Published in a recent issue of the Environmental Science and Technology Journal, the study was conducted at the New Idria mercury mine, east of Hollister in San Benito county near Pinnacles National Monument. New Idria is one of dozens of inoperative mercury mines in California's coast ranges. New Idria was the second largest producer of mercury in North America from 1854 to 1972. The rust-colored San Carlos Creek flows northward from the mine, eventually draining into the Mendota Wildlife Refuge. Mercury from the creek also makes its way into the San Joaquin River, which empties into the San Francisco Bay.
"The mercury concentrations in the acid mine drainage were comparable to concentrations upstream from the mine," says Priya Ganguli, the environmental specialist with the San Francisco Regional Water Quality Control Board who authored the study while still a graduate student at UCSC. "But downstream from the mine, near the calcine deposits in the piles of tailings, the concentrations were much higher."

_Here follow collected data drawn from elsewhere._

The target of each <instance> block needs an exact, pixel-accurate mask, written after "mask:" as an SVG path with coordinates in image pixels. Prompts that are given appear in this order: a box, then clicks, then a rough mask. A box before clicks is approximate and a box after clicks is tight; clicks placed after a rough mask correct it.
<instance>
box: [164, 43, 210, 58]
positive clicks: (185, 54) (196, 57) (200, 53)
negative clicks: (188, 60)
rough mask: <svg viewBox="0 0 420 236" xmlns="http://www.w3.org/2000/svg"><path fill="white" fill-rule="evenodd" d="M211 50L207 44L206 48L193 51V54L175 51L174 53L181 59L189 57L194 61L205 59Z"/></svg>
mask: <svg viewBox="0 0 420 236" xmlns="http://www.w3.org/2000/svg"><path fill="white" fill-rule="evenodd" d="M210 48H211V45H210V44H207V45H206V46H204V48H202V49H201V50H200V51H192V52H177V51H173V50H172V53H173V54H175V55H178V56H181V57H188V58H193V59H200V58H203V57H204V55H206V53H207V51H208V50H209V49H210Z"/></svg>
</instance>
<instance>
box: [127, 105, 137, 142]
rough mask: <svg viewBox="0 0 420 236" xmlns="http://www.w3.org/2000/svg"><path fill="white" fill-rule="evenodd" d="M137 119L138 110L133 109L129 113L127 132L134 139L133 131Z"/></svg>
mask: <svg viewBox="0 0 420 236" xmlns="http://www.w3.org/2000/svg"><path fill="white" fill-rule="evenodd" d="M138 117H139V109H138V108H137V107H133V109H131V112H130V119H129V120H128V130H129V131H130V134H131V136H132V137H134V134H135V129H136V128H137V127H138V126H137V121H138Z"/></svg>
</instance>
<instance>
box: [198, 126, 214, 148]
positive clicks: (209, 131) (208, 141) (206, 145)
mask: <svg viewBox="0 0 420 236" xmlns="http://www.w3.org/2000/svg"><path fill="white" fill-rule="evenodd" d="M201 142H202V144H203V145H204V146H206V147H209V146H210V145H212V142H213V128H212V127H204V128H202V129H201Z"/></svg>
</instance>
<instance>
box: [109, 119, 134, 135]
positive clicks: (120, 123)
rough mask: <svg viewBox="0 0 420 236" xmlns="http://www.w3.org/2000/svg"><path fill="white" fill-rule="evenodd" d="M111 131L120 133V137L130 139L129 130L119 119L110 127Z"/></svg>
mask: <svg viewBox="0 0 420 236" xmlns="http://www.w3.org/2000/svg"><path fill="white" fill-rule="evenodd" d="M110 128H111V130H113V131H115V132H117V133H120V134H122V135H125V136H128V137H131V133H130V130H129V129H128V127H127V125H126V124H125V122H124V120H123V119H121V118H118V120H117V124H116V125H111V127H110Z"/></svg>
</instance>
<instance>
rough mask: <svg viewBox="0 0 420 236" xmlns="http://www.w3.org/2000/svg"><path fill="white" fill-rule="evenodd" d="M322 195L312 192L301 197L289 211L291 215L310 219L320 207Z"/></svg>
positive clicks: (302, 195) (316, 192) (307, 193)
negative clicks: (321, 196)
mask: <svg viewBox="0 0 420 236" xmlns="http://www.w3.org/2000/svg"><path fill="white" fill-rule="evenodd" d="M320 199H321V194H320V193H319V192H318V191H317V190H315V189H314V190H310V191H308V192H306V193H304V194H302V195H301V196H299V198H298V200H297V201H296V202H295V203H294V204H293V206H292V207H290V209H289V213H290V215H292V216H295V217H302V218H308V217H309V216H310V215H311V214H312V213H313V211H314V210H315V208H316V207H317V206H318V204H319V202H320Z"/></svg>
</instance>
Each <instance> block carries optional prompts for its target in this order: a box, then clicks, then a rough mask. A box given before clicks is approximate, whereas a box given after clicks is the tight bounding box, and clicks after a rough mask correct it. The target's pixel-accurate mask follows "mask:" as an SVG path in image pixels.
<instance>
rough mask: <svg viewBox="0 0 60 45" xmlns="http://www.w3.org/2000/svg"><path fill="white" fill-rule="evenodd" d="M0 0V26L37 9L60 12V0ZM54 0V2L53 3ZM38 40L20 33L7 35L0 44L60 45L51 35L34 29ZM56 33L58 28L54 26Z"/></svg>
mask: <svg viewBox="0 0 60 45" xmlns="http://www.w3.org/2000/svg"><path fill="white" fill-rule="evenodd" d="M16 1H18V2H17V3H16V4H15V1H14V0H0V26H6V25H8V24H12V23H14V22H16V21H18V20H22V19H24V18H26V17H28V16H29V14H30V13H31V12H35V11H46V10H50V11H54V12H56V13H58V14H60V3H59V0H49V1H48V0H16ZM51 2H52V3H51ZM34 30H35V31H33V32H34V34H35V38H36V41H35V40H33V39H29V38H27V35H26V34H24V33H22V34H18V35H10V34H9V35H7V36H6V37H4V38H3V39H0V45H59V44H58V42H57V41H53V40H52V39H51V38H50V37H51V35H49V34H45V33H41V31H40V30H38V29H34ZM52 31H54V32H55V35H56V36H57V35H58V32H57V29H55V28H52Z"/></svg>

Ganguli says they have a working hypothesis, but more studies need to be done. There are no studies, for example, that determine the level of mercury concentrations in fish caught in the reservoir into which the San Carlos Creek flows.
Studies do show, however, that mercury can travel vast distances through the atmosphere, passing from soil to air to water. Water can carry metals for hundreds of kilometers. But according to Ganguli the amount of mercury that reaches the Bay from New Idria is insignificant compared to mercury from sources like the New Almaden mine in the Santa Cruz Mountains.
From 1850 to 1976, the 3,750-acre New Almaden mine produced more than 74 million pounds of mercury, making it the largest mercury mine in North America. "Mercury sediments have been found along the nearby Guadalupe Creek, all the way to the Alviso Slough, which drains into the bay 25 miles away," says Khalil Abu-Saba, also a UCSC graduate and environmental specialist for the San Francisco Regional Water Quality Control Board. According to Abu-Saba, the New Almaden mine is the biggest continual source of mercury in the bay.
"The most urgent thing that we recommend is stabilization of the mine tailings in the upper watershed, through erosion control such as revegetation," says Abu-Saba, a co-author of the New Idria study. "There are piles of waste rock and mine tailings that have creeks running right through them. We need to move the waste rock away from active streams and stop it at the source."
Preliminary studies from other mine sites suggest similar findings. These mines are considered the primary source of mercury pollution in bodies of water such as the San Francisco Bay. In recent years, the bay has consistently exceeded water quality standards for methylmercury, a potent developmental neurotoxin and mercury's most lethal form. When inorganic mercury enters the food chain through plankton, it "bioaccumulates" in fish, which end up with high concentrations in their tissues. Recently, mercury pollution has prompted California health officials to issue fish consumption advisories for more than a dozen bodies of water in the state.
"The biggest concern in the U.S. is that in children exposed to high levels, mercury severely limits mental development and can cause mental retardation," says Flegal. In addition to neurological damage, methylmercury can cause blindness, deafness and intestinal malfunction.
This most toxic of natural metals played a leading role in the gold rush. Quicksilver, as it was called, was used to extract gold from stream gravel and rock. When mercury's toxicity was acknowledged in the 1970s, California's 100-plus mercury mines--many near waterways and residential communities--were abandoned.